Concrètement, la gouvernance est-elle souvent bien appliquée ?

Il faut admettre qu’il y a un décalage entre la gouvernance codifiée sous forme de règles et la gouvernance appliquée. Il est très difficile de faire admettre aux dirigeants d’une entreprise, à ses administrateurs ou à ses actionnaires qu’il faut s’attaquer à l’ensemble de la gouvernance de l’entreprise car cela risque de changer un ordre établi, de déstabiliser l’équilibre d’une gouvernance moyenne. Par contre, l’idée de promouvoir une gouvernance thématique plus ponctuelle est mieux perçue. C’est ainsi que l’on peut mettre en place une gouvernance financière ou environnementale, par exemple.

Peut-on dire que la gouvernance est une forme de respect de toutes les parties prenantes ?

Certainement. Si nous reprenons les quatre grandes catégories de parties prenantes, actionnaires, administrateurs, managers et autres parties externes, aucune de ces parties n’a intérêt à écraser l’autre. Le respect est un mot très important en gouvernance.
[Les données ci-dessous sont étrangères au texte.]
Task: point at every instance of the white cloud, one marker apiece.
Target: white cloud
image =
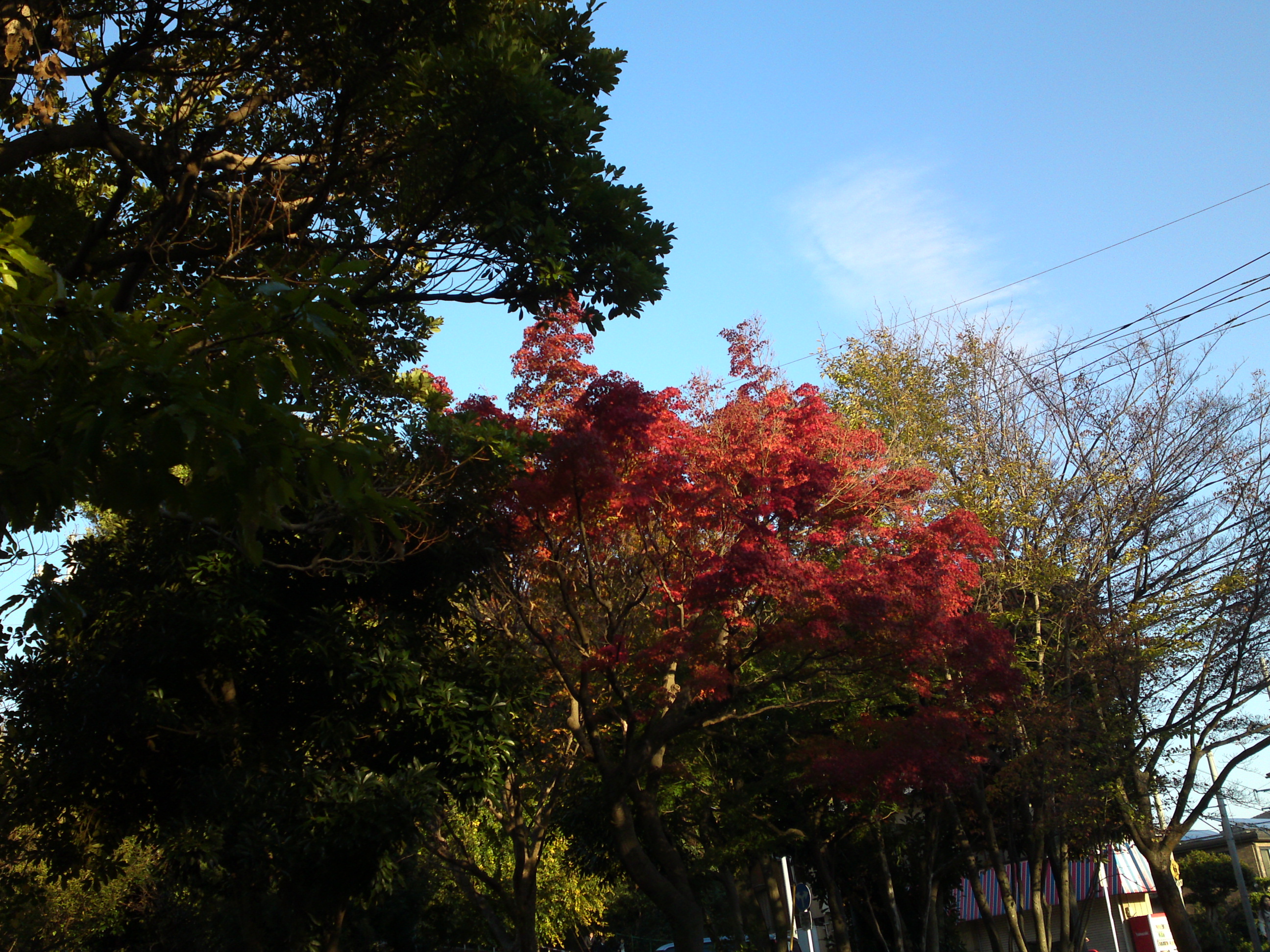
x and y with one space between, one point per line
877 234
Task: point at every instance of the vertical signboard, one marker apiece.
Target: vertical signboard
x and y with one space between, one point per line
1151 933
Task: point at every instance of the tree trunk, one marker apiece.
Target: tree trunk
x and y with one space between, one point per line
667 889
999 867
736 919
332 932
1037 888
1058 862
832 893
889 891
1172 898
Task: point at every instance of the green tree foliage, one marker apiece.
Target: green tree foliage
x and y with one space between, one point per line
244 210
277 736
1134 588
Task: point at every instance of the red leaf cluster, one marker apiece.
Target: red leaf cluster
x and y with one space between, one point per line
687 558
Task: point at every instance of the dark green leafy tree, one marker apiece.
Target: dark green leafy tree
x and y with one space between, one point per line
277 737
242 213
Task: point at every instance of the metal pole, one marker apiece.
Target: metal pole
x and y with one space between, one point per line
1106 894
1235 860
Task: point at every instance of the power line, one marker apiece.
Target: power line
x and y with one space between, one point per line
1081 258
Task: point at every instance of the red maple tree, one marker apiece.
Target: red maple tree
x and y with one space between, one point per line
684 559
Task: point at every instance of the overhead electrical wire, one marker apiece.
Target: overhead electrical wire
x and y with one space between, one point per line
1099 337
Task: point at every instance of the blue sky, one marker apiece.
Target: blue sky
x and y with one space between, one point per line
820 159
823 158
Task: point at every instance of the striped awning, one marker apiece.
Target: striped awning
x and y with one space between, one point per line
1127 874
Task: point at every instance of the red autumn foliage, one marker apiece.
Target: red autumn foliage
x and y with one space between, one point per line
685 559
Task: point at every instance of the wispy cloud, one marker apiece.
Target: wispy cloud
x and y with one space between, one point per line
878 233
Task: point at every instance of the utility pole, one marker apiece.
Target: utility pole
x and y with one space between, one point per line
1235 860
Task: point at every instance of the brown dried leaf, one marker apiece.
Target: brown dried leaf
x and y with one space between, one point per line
65 31
14 48
50 69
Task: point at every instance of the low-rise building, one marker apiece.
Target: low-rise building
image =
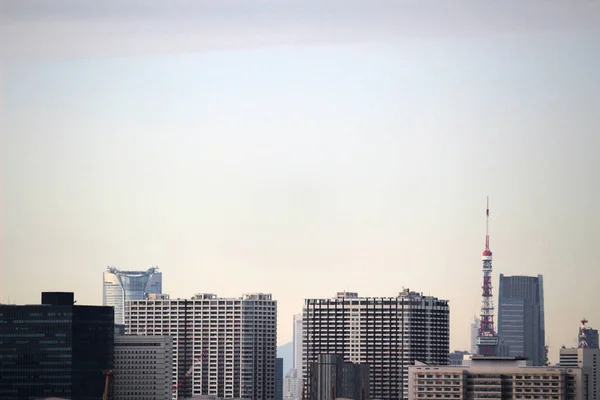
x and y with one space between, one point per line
496 377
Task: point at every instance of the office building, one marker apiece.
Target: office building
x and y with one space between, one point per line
143 368
229 343
279 379
332 378
120 286
387 333
487 377
55 349
587 360
521 317
292 385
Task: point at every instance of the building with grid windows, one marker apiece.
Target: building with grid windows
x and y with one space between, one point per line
119 286
143 367
387 333
227 344
56 349
521 317
488 377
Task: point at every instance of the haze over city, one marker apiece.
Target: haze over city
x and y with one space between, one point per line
303 149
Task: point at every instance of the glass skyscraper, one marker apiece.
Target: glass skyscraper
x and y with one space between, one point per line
120 286
521 317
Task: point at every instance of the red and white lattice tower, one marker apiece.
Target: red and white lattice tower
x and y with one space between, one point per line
582 340
487 341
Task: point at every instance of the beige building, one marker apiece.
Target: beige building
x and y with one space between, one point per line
496 378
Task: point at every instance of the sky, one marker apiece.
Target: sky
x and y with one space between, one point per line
302 148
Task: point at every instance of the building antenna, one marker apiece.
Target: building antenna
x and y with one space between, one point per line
487 341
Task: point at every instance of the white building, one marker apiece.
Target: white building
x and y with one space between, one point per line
227 344
486 377
143 368
387 333
587 360
119 286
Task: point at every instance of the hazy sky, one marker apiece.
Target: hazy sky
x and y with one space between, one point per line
301 148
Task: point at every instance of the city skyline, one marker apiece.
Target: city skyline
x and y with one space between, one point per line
351 146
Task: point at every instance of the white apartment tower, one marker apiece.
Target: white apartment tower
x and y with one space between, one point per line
228 345
387 333
143 367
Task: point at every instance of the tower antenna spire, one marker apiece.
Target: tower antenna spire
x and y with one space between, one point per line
487 341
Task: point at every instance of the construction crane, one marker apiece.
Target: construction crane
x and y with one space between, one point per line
189 371
108 383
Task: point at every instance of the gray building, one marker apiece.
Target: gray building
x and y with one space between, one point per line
331 378
228 345
521 317
587 360
55 349
591 337
486 377
120 286
279 379
143 367
387 333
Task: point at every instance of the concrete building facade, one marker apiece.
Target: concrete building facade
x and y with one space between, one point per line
521 317
332 378
55 349
143 368
387 333
587 360
228 343
495 378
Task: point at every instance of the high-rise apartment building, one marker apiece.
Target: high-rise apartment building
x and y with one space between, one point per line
120 286
387 333
56 349
332 378
297 343
587 360
229 344
488 377
521 317
279 378
143 367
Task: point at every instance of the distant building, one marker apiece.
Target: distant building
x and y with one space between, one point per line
143 368
292 385
279 379
120 286
591 337
487 377
229 343
456 357
474 334
587 359
388 333
521 317
331 378
56 349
Il faut veiller à un alignement des intérêts de toutes ces parties. Il est important qu’une entreprise identifie bien toutes ses parties prenantes, qu’elle les informe et face aussi preuve d’une empathie à leur égard. L’empathie est cette capacité à se mettre à la place de l’autre.

Au niveau de l’actionnaire, comment peut-il intervenir dans la gouvernance et à quoi doit-on s’attendre dans le futur ?

On en revient au respect. Il faut d’abord que les actionnaires se respectent entre eux et que leur relation soit équilibrée. Ensuite, les actionnaires doivent faire preuve de courage. Ils doivent avoir le courage de dire les choses aux assemblées générales des actionnaires. C’est l’activisme actionnarial. La gouvernance sans courage, c’est du pipeau. Quant à l’avenir, je pense que le vrai marqueur de la gouvernance sera le taux d’excédent de valeur ajoutée qu’elle va procurer et surtout de voir comment cet excédent de valeur ajoutée va être redistribué. Chaque ressource mobilisée pour créer cet excédent de valeur ajoutée devrait être rémunérée. Il n’est pas logique que seuls les actionnaires bénéficient de cet excédent. Il va donc falloir revoir la clef de répartition de la valeur ajoutée. Il faudra aller au-delà du simple paiement de dividende, voir ce qui peut être ou sera réinvesti dans l’entreprise et comment cela sera réinvesti. Il faudra réfléchir à l’usage que l’on veut faire de cet excédent de valeur ajoutée créé par la bonne gouvernance. Cela suppose donc une très forte remise en question.